Pour Jean-Michel Claverie, la décision récente qui restreint l’utilisation du Plaquenil aux malades en « état grave » (c’est-à-dire en pleine pneumonie) est l’illustration parfaite de l’absurdité des demi-mesures politiques guidées par la volonté de ne déplaire ni aux uns (le corps médical majoritairement contre, si on en croit ses collègues qui se succèdent à la télé), ni aux autres (le grand public qui vote avec ses pieds devant l’IHU de Marseille).
Si l’hydroxychloroquine est aussi efficace chez les malades qu’elle l’est in vitro pour inhiber la multiplication virale, c’est bien sûr le plus tôt possible après l’infection qu’il faut l’administrer pour enrayer l’évolution vers la pneumonie, pas quand il sera trop tard. Quand on a une pneumonie (toujours grave, quel qu’en soit la cause), on meurt du fait que ses poumons sont abimés et ne fonctionnent plus. Ce n’est pas à cause de la présence du virus qui en a déclenché la destruction. Essayer de le détruire à ce stade, est inutile.
N’autoriser l’hydroxychloroquine que dans les cas graves ou désespérés, c’est peut-être le meilleur moyen de conclure (éventuellement à tort) à sa non-efficacité.
En tant que scientifique, virologiste, mais non médecin, l’attitude conservatrice des grands patrons de médecine, « attendons les résultats d’études mieux conçues et de plus grande ampleur » me surprend. Alors que j’ai toujours pensé que le rôle de la médecine était d’abord de soigner des patients, sans toujours bien savoir comment « ça marche » (le rôle du scientifique), nous voyons maintenant le corps médical officiel le plus médiatisé se réfugier derrière les délais que lui imposerait une approche scientifique. La Science devient ici la justification de la perte généralisé du goût du risque, figé dans le principe de précaution qui inhibe désormais toute velléité d’innovation, et plus encore la recherche fondamentale qui, à chaque instant, risque de nous faire découvrir des choses… que nous n’avions pas prévu.

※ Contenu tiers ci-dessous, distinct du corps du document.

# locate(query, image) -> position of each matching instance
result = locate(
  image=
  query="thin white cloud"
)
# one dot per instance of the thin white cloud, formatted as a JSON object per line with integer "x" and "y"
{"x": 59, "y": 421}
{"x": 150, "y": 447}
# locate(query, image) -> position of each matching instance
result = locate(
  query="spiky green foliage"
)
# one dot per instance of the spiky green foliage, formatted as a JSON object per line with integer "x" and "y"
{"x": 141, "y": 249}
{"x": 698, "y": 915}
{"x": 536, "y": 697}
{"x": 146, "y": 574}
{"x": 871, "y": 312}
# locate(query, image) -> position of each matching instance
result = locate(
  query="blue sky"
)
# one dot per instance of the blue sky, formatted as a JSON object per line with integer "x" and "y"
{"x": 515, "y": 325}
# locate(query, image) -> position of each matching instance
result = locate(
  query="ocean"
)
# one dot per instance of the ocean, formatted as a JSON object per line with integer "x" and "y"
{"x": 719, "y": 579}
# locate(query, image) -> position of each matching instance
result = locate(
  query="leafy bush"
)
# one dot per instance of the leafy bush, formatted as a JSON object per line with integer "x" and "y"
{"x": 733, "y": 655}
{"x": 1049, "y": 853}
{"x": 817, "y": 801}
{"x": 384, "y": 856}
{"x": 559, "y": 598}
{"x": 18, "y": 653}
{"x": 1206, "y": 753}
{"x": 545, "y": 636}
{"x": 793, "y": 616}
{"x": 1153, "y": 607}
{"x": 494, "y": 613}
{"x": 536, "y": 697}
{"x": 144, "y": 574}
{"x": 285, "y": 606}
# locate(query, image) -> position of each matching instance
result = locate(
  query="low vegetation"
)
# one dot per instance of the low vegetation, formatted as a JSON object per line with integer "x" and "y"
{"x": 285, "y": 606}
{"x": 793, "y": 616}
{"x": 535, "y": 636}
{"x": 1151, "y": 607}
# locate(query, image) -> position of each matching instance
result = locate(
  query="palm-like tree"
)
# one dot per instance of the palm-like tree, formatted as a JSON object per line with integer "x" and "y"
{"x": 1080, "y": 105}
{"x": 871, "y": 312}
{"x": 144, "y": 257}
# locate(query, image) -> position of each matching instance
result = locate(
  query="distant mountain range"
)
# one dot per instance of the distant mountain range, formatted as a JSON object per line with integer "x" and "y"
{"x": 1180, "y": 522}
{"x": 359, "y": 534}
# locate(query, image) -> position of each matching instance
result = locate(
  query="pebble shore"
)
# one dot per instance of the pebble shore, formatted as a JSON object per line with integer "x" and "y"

Mais rien n’est plus faux : la démarche scientifique, comme en convient l’épistémologie moderne, c’est par essence le risque de voir chaque jour s’écrouler des certitudes du passé.
Ce n’est pas une assurance sur l’avenir.
Mais revenons à l’épidémie du Covid-19 et au débat sur la chloroquine. Nous avons sous les yeux une étude préliminaire critiquable, faite dans l’urgence (un principe d’habitude louable) sur un faible nombre de patients. Néanmoins, les effets mesurés sont parfaitement significatifs (c’est-à-dire qu’ils ont une faible probabilité d’être dues au hasard des fluctuations). L’administration du Plaquenil peut donc être généralisée dès aujourd’hui, avec un risque mineur d’effet secondaire. En face, on annonce une étude européenne « scientifique » (Discovery), testant 3 200 patients, dont 800 en France, dont les résultats sont annoncés pour dans six à huit semaines. Probablement sous la pression de l’opinion publique, cette étude a incorporé le Plaquenil, mais sans l’associer à l’azithromycine, un antibiotique classique qui semble en augmenter les effets.
Maintenant un petit calcul « scientifique » : pendant les six semaines à venir, on déplorera 21 000 morts en Italie, et 8 400 en France, au rythme actuel.
Dans l’arène médiatique qui oppose désormais les partisans de la « rigueur scientifique », le gouvernement, et l’Institut hospitalo-universitaire (IHU) de Marseille, la plus grande prise de risque n’est peut-être pas du côté de ceux qui en ont perdu le goût…
Jean-Michel Claverie
PU/PH Emerite Aix-Marseille Université/APHM
Biostatistique/génomique
Institut de Microbiologie de la Méditerranée (AMU-CNRS)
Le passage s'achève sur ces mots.